27 March 2021  /  Updated 17 July 2021
Notifications
Clear all

New Super Covid

Page 2 / 6

Splatt
Posts: 1609
(@splatt)
Joined: 1 year ago

...and likely the most informative yet is the ECDC bulletin that has a lot of data clearly briefed BY the UK government that they didnt bother releasing to its own public:-

https://www.ecdc.europa.eu/sites/default/files/documents/SARS-CoV-2-variant-multiple-spike-protein-mutations-United-Kingdom.pdf

Lots of good factual information there with no spin.

Reply
benj
Posts: 78
 benj
(@wade)
Joined: 1 year ago

https://www.ecdc.europa.eu/sites/default/files/documents/SARS-CoV-2-variant-multiple-spike-protein-mutations-United-Kingdom.pdf
Thanks for posting this link.

My initial reaction is that, as this is being seen in the under 60s, this increased transmissibility means that more people who don't get sick will get it and so the case numbers, as represented by positive test results, will go up. I quote from page 6:
Potential impact on severity of disease in a population or group

The available information regarding severity of the new virus variant is limited.
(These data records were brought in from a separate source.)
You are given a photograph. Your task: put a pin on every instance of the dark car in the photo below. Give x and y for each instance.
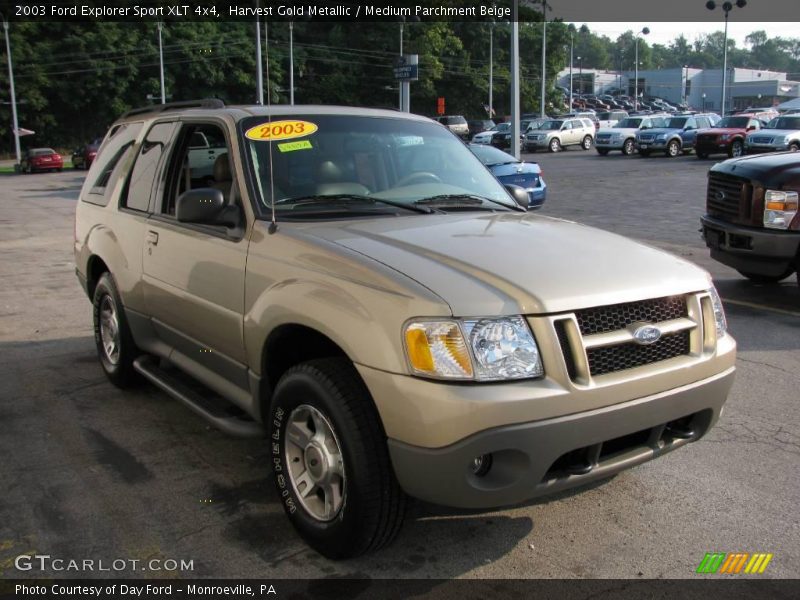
(727, 136)
(509, 170)
(752, 222)
(41, 159)
(83, 157)
(479, 125)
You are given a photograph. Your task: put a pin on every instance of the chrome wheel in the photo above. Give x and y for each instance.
(109, 329)
(315, 464)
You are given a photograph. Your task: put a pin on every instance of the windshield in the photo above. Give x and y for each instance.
(551, 125)
(676, 122)
(784, 123)
(628, 124)
(362, 162)
(491, 156)
(733, 122)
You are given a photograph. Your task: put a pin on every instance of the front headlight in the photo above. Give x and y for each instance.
(780, 207)
(477, 349)
(719, 312)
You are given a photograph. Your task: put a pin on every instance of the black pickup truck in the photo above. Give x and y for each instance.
(752, 221)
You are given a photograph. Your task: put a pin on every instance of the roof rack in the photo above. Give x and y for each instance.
(203, 103)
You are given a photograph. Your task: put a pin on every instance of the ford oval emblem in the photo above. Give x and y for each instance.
(646, 334)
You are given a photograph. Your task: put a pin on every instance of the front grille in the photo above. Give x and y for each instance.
(619, 316)
(723, 195)
(609, 359)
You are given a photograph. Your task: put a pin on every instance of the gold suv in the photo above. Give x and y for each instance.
(355, 287)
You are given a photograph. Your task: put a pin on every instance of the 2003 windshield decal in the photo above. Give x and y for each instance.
(280, 130)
To date, there is no indication of increased infection severity observed related to the variant, but the assessment is challenged by the fact that the majority of cases were reported in people under 60 years old, who are less likely to develop severe symptoms

Bearing in mind that age alone is not sufficient for an infection progressing to illness. One's immune system seems to be the main factor in batting off an infection, or succumbing to it, and that is not necessarily age related.

Reply
jmc
Posts: 597
 jmc
(@jmc)
Joined: 1 year ago

...and likely the most informative yet is the ECDC bulletin that has a lot of data clearly briefed BY the UK government that they didnt bother releasing to its own public:-

https://www.ecdc.europa.eu/sites/default/files/documents/SARS-CoV-2-variant-multiple-spike-protein-mutations-United-Kingdom.pdf

Lots of good factual information there with no spin.

As I read the ECDC document its just the normal course of events with a highly mutagenic novel virus. One variant works its way through the population and as it does news variant arises and the mix of old / new changes in new infection population. No real change in the IFR or CFR mortality rates so no change in the actual health risk. Over time new variants tend to be less virulent and less dangerous, not more. That's how epidemics work. Five or ten years down the line, thats a different matter.
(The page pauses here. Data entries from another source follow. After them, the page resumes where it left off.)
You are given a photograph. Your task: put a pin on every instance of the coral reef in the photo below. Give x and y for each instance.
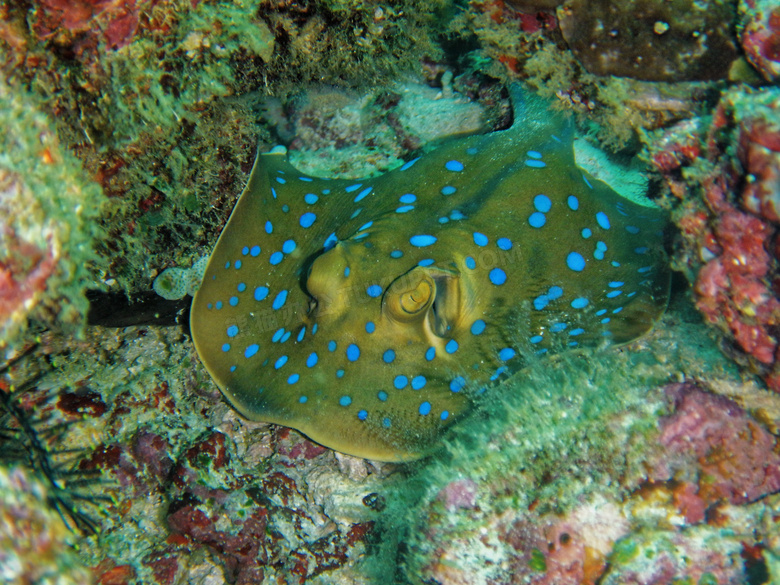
(619, 500)
(649, 40)
(722, 170)
(129, 129)
(48, 228)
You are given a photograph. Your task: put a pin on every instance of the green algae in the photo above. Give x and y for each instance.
(50, 212)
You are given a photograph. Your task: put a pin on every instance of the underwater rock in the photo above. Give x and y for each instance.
(48, 227)
(35, 544)
(651, 40)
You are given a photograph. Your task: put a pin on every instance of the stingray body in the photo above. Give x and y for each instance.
(368, 313)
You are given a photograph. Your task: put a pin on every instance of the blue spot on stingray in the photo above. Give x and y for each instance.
(408, 164)
(480, 239)
(457, 384)
(418, 382)
(497, 276)
(537, 219)
(542, 203)
(363, 194)
(280, 299)
(575, 262)
(422, 240)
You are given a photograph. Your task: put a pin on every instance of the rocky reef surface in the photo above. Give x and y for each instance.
(129, 129)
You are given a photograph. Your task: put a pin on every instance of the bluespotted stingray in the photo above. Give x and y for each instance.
(368, 314)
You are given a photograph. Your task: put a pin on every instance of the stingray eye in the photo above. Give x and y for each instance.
(410, 295)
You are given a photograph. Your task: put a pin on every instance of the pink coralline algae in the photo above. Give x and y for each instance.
(113, 22)
(717, 451)
(725, 173)
(760, 36)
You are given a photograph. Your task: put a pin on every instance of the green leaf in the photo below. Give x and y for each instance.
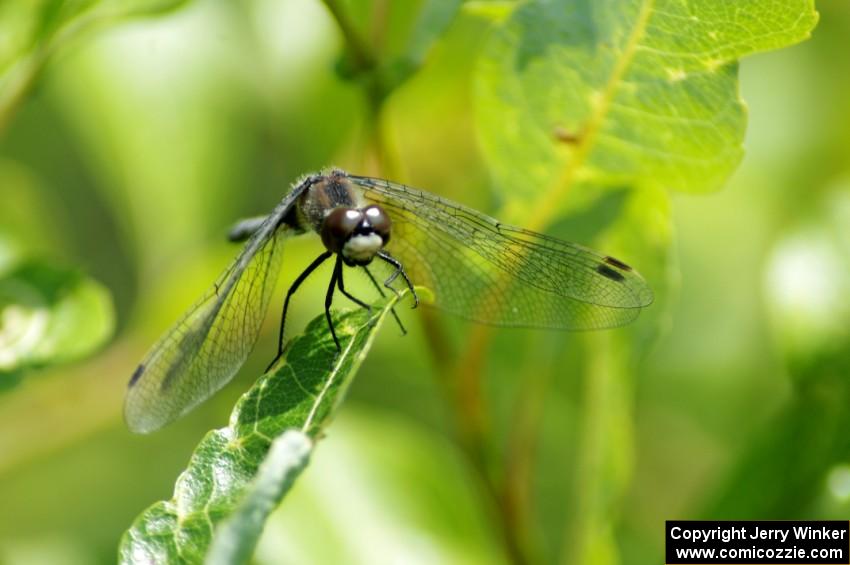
(624, 93)
(302, 394)
(237, 537)
(50, 315)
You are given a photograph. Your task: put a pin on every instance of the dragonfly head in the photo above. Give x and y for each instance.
(357, 234)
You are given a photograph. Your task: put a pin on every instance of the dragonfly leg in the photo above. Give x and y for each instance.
(399, 271)
(301, 278)
(329, 299)
(341, 286)
(381, 292)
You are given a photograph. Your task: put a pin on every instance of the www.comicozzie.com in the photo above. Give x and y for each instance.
(758, 542)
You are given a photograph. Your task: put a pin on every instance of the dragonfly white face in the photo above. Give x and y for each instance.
(357, 235)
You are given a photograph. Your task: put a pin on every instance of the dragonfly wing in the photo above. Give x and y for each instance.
(206, 348)
(498, 274)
The only big problem with the new variant is that it potentially seriously disrupts the governments placebo policies narrative of test everything although the tests are meaningless and roll out a vaccine even though corona-virus vaccines have a history of high failure rates.

So the only problem I see here is political. It throws a spanner in the works for the governments current shambolic public health policies with regards to SARs CoV 2. No increase in mortality risk to the general population. Which was low to start with.

Reply
Splatt
Posts: 1609
(@splatt)
Joined: 1 year ago

My initial reaction is that, as this is being seen in the under 60s, this increased transmissibility means that more people who don't get sick will get it and so the case numbers, as represented by positive test results, will go up. I quote from page 6:

Maybe not. Generally older people are sheltering more than the younger (and by nature work less, party less etc).
So generally young people are always the initial driver of any disease. It normally creeps from there with a lag time of a few weeks.

I dont think you can say anything else from the very sparse data provided.

Remember the UK only sequences 5-10% of genomes tested and thats 10-20x higher than some other countries so we dont really know the spread and certainly not outside the country.

We are maybe just far more efficient at detecting new variants because we have far more robust surveillance in that respect.

Reply
Splatt
Posts: 1609
(@splatt)
Joined: 1 year ago

There's no mortality increase suggested but what they don't mention it is contains a specific point deletion in the sequence that when it arose previously (Singapore) was likely attenuating the disease - less severe.
That lineage died out after SG locked down but the same deletion has arisen again.

So no data but it could even mean more infectious/less lethal but sample size is so small we can't possibly know yet.

( Young, Barnaby E. et al. 2020. “Effects of a Major Deletion in the SARS-CoV-2 Genome on the Severity of Infection and the Inflammatory Response: An Observational Cohort Study.” 2020. The Lancet 396 (10251): 603–11. )

Related note, THIS is useful:-
https://beta.microreact.org/project/b1FRyhxAqTatsvNysxDU35-cog-uk-2020-12-19-sars-cov-2-in-the-uk

How the variant has spread across the UK. From there its clear that if you're trying to contain it, you're already way way too late.

Also one of the modellers that calculated this 0.9R / 70% increase is some guy called "Neil Ferguson". His name is on the cover of the nervtag minutes.